The danger of these treatments is that once it's heated, the formaldehyde releases into the air as a gas. So, if the salon is "poorly ventilated, it can cause serious skin irritation, cancer, and respiratory troubles to the staff and customer," explains Sarah Biggers-Stewart, CLOVE + HALLOW founder & CEO.
Despite keratin treatments entering the scene twenty-plus years ago and companies knowing the risks these treatments can cause, a few brands, Brazilian Blowout, Cadiveu, and Marcia Teixeira, unfortunately still have been identified by the Occupational Safety and Health Administration (OSHA) to contain formaldehyde or cause fume inhalation above OSHA's permissible limits, and some even go as far as mislabeling the amount contained in their products.
All salons and beauty schools must follow the requirements set by OSHA, which is 0.75 parts formaldehyde per million parts in the air per eight hours. However, if salons don't abide by these standards, OSHA will issue a Hazard Alert. This alert explains the violations and states that the salon owner needs to notify OSHA of its progress to protect its employees and avoid further formaldehyde exposure violations.
When it comes to formaldehyde in beauty products, Dr. Engelman says that the main concerns are discomfort and damage to the skin as contact with formaldehyde and formaldehyde releasers may cause irritation and rashes, known as dermatitis. It's important to remember that sensitivity to formaldehyde varies between individuals and how much they're exposed to it, so check your skin after using your products to see if it's having a reaction. "It's generally understood that levels of 200 to 300 parts per million (ppm) or more of formaldehyde in beauty products can cause irritation or rashes on normal skin after short-term use, whereas less than 200 to 300 ppm may go unnoticed by most people," explains Dr. Engelman.
The bottom line on formaldehyde in beauty products:
There are real health concerns related to formaldehyde and formaldehyde releasers when inhaled. However, with the current regulations from the FDA in place, "cosmetics and household products are only allowed to contain up to 0.2 percent," explains Dr. Engelman. So, while it's important to be extra diligent about what you're slathering and applying to your body, especially if you have sensitive skin, studies prove that most of these products contain such small amounts that the risk to the average person is relatively low.

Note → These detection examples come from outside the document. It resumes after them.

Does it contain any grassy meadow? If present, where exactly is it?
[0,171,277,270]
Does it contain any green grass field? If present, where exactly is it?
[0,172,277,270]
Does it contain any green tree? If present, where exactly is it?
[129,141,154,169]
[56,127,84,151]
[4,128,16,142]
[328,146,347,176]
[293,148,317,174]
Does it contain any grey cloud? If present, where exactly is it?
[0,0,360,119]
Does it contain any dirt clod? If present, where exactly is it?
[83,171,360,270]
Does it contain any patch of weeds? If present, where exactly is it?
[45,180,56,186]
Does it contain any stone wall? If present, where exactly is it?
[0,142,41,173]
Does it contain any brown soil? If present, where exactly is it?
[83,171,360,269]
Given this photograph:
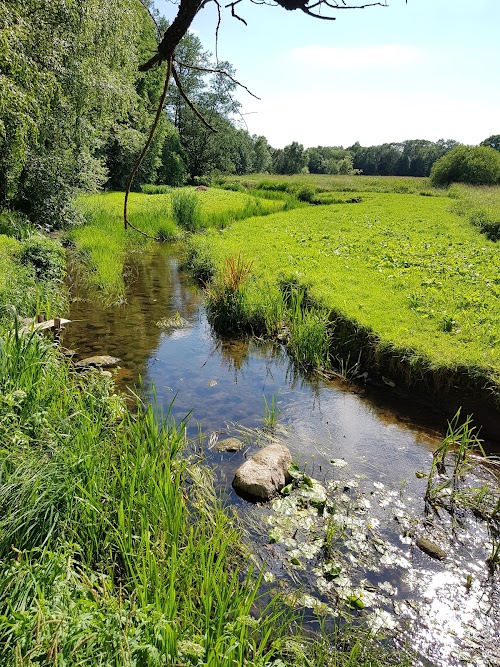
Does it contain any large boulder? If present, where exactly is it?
[233,445,292,501]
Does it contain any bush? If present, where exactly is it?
[0,210,35,241]
[17,234,65,280]
[172,190,202,232]
[431,146,500,187]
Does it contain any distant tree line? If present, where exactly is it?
[0,0,500,228]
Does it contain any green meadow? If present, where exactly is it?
[191,179,500,396]
[72,188,285,302]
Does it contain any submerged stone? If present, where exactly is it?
[415,537,446,560]
[214,438,244,452]
[233,445,292,501]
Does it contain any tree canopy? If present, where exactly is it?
[431,146,500,186]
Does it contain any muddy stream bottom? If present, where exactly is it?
[63,247,500,666]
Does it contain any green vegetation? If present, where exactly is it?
[190,183,500,400]
[72,188,286,302]
[430,146,500,187]
[449,184,500,241]
[0,241,406,667]
[227,174,440,196]
[0,234,68,323]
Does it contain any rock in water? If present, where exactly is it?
[214,438,244,452]
[75,354,120,368]
[233,445,292,501]
[415,537,446,560]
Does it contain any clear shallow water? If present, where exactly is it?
[63,247,500,666]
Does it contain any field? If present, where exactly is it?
[72,188,284,302]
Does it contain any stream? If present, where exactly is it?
[63,246,500,667]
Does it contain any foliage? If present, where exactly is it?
[273,141,307,174]
[431,146,500,186]
[0,235,68,323]
[17,234,66,280]
[206,254,253,334]
[172,190,201,232]
[0,0,166,227]
[449,184,500,241]
[348,139,458,176]
[0,210,35,241]
[72,186,284,303]
[186,183,500,401]
[480,134,500,151]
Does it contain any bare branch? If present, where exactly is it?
[139,0,205,72]
[175,60,261,100]
[225,0,248,26]
[214,0,221,63]
[123,57,172,240]
[172,65,217,132]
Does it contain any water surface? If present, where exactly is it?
[64,247,500,666]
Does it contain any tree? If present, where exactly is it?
[253,136,273,174]
[0,0,163,227]
[273,141,307,174]
[431,146,500,186]
[479,134,500,151]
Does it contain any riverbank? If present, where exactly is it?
[0,219,410,667]
[189,184,500,422]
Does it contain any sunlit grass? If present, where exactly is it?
[227,174,445,195]
[73,188,285,302]
[448,184,500,241]
[188,192,500,402]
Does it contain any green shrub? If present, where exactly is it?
[430,146,500,187]
[172,190,202,232]
[17,234,65,280]
[0,210,35,241]
[141,184,173,195]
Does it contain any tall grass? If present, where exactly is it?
[448,184,500,241]
[0,329,292,667]
[172,190,202,232]
[187,192,500,405]
[0,235,68,323]
[0,320,406,667]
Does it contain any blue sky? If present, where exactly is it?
[156,0,500,148]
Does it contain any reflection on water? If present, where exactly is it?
[64,247,500,665]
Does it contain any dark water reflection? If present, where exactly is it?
[64,247,500,666]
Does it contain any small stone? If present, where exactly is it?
[233,445,292,501]
[75,354,120,368]
[415,537,446,560]
[214,438,244,452]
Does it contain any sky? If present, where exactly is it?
[155,0,500,148]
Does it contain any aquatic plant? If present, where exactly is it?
[262,394,281,432]
[205,254,253,334]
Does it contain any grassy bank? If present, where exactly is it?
[0,314,408,667]
[0,228,68,326]
[0,217,406,667]
[449,184,500,241]
[72,188,290,302]
[190,192,500,402]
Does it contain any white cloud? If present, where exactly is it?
[285,44,425,72]
[241,89,499,147]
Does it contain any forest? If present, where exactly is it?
[0,0,500,667]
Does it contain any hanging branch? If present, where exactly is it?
[175,60,261,100]
[123,58,172,240]
[225,0,248,26]
[172,65,217,133]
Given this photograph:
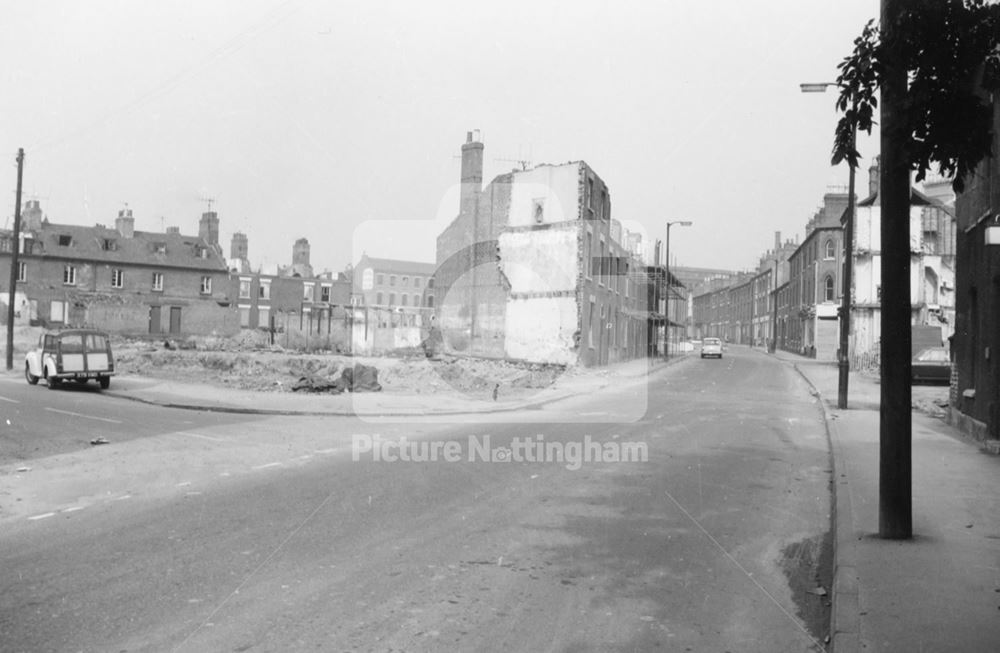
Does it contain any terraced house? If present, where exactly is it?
[0,200,239,336]
[435,132,652,366]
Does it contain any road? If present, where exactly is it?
[0,348,831,652]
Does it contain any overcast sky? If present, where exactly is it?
[0,0,878,271]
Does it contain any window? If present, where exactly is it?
[531,199,545,224]
[823,238,837,258]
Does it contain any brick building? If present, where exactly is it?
[435,132,650,365]
[229,233,351,348]
[777,193,848,360]
[353,254,437,308]
[0,200,239,336]
[950,102,1000,440]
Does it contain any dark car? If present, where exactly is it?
[910,347,951,384]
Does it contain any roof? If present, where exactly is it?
[0,223,228,272]
[356,254,437,276]
[856,186,955,215]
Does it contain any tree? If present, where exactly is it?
[833,0,1000,192]
[833,0,1000,539]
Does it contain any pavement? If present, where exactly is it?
[775,352,1000,653]
[97,354,686,418]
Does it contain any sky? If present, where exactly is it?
[0,0,878,271]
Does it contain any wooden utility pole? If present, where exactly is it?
[7,147,24,370]
[879,0,913,539]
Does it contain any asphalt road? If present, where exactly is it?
[0,374,262,465]
[0,350,830,652]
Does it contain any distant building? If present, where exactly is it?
[352,254,437,308]
[435,132,663,366]
[230,233,351,336]
[0,200,238,336]
[850,159,957,362]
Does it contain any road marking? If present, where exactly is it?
[45,406,122,424]
[174,431,228,442]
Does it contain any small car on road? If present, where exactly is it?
[910,347,951,383]
[701,338,722,358]
[24,329,115,390]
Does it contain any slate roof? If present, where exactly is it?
[0,223,228,272]
[356,254,437,276]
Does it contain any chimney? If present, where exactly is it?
[459,130,483,215]
[229,231,249,261]
[21,200,42,231]
[292,238,313,277]
[198,211,219,246]
[115,208,135,238]
[868,154,882,196]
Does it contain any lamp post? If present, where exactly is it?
[799,82,858,410]
[663,220,691,358]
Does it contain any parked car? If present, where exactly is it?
[910,347,951,383]
[24,329,115,390]
[701,338,722,358]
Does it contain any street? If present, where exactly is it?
[0,348,831,651]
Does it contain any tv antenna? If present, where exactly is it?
[493,148,532,170]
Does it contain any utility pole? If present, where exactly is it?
[7,147,24,370]
[879,0,913,540]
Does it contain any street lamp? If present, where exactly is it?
[663,220,691,358]
[799,82,858,410]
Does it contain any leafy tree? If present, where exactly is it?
[833,0,1000,192]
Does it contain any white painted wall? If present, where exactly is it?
[498,228,580,293]
[505,297,578,365]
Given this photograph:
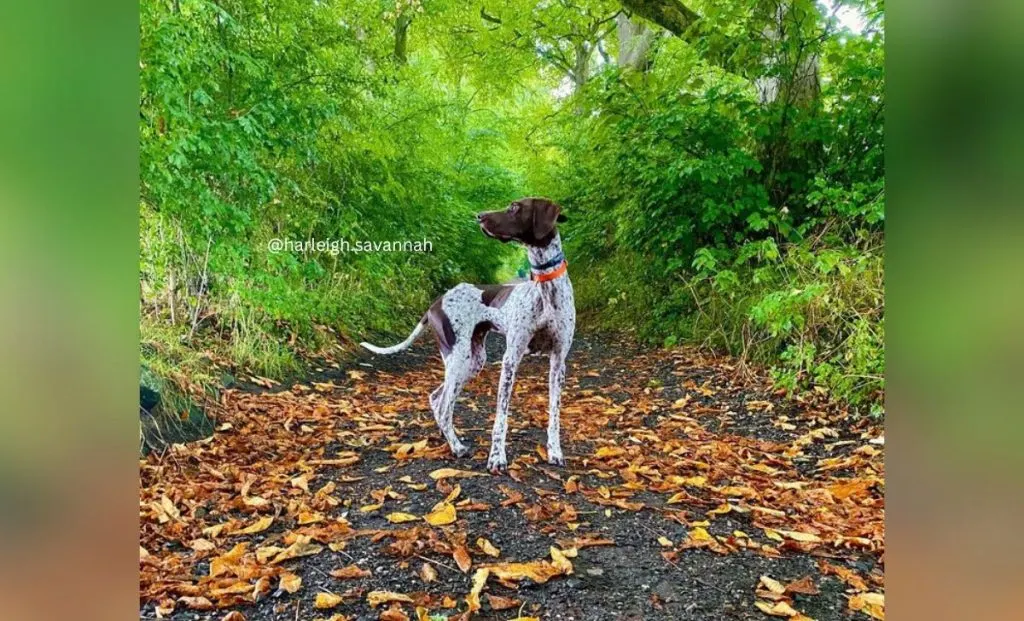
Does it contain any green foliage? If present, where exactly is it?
[524,4,885,411]
[140,0,522,374]
[139,0,885,409]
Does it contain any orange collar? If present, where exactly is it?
[529,259,569,283]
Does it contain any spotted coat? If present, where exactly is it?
[362,231,575,472]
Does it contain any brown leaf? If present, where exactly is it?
[231,515,273,535]
[178,595,213,610]
[367,591,414,608]
[278,572,302,593]
[313,592,342,610]
[423,502,456,526]
[466,568,490,613]
[430,468,485,481]
[452,545,473,574]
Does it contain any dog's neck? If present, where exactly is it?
[526,232,564,282]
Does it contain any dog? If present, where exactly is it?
[359,198,575,474]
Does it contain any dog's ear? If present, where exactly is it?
[534,200,564,240]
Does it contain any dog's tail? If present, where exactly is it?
[359,315,427,355]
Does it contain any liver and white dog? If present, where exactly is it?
[360,198,575,473]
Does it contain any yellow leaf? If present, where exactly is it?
[452,545,473,574]
[367,591,413,608]
[466,568,490,613]
[178,596,213,610]
[550,546,572,574]
[256,545,285,563]
[290,474,309,494]
[476,537,502,558]
[760,576,785,595]
[297,511,326,526]
[423,502,456,526]
[231,515,273,535]
[430,468,484,481]
[270,536,324,565]
[778,531,821,543]
[594,447,626,459]
[849,593,886,619]
[313,593,341,610]
[278,572,302,593]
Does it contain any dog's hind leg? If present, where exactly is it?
[431,339,474,457]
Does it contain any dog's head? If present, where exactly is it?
[476,197,565,248]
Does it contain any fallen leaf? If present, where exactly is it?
[178,595,213,610]
[313,592,341,610]
[759,576,785,595]
[466,568,490,613]
[486,593,521,610]
[278,572,302,593]
[848,593,886,619]
[423,502,456,526]
[367,591,414,608]
[231,515,273,535]
[430,468,485,481]
[452,545,473,574]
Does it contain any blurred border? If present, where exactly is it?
[886,0,1024,620]
[0,0,138,620]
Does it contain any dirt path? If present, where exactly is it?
[140,336,884,621]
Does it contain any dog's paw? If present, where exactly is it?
[487,455,509,474]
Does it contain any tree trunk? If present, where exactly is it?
[621,0,700,38]
[394,14,413,65]
[569,41,594,90]
[615,12,654,72]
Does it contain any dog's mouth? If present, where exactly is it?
[480,222,512,244]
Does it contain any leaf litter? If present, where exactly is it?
[139,337,885,621]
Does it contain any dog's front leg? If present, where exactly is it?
[487,339,529,474]
[548,349,566,465]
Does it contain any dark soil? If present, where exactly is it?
[140,335,876,621]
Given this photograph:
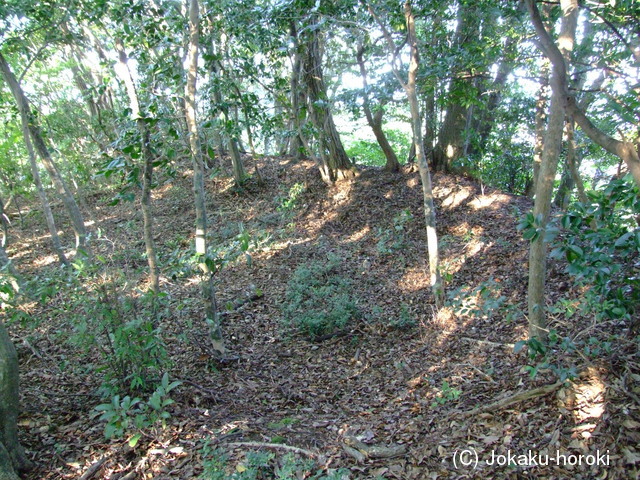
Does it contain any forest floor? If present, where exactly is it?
[2,158,640,480]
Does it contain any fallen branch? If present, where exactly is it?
[342,437,407,462]
[222,442,318,458]
[79,456,109,480]
[460,337,516,350]
[218,292,264,317]
[456,382,564,417]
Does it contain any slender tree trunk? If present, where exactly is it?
[526,62,551,198]
[527,0,578,339]
[22,118,69,265]
[304,18,354,183]
[185,0,225,356]
[526,0,640,188]
[433,2,481,173]
[356,46,400,172]
[289,21,306,160]
[0,320,32,480]
[116,39,160,293]
[367,0,445,308]
[0,53,91,258]
[404,1,444,308]
[0,198,9,248]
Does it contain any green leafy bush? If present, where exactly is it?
[282,257,360,339]
[74,282,168,395]
[200,443,349,480]
[513,329,578,382]
[376,209,413,255]
[549,177,640,322]
[95,373,182,447]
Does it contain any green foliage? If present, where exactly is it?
[448,278,507,318]
[551,178,640,322]
[276,182,305,215]
[431,380,462,408]
[95,373,182,447]
[346,130,411,167]
[74,276,168,395]
[282,256,360,339]
[513,330,578,382]
[165,223,258,279]
[390,303,417,330]
[376,209,413,255]
[200,442,349,480]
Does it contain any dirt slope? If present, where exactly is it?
[3,159,640,480]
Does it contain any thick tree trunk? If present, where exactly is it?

If you'd rather be as safe as possible, start with reading the ingredient labels and report brands that don't disclose their ingredient lists, but don't jump to conclusions. "Formaldehyde is a great example of the false equivalence of natural and inherently safe—there are many instances when a synthetic ingredient is actually safer or less irritating [than others]," explains Biggers-Stewart.
You can also eliminate all formaldehyde products and look for products that use other ingredients that can effectively boost a preservative system including, "vitamin E, certain essential oils, and antioxidants," notes Dr. Engelman. So, brands saying that only formaldehyde and formaldehyde releasers can prevent contamination and extend shelf life isn't necessarily accurate. Brands can also explore airless packaging like "Elizabeth Arden Ceramide Capsules, which are stored in biodegradable, one-use capsules that keep the product inside fresh without the need for added preservatives," says Dr. Engelman.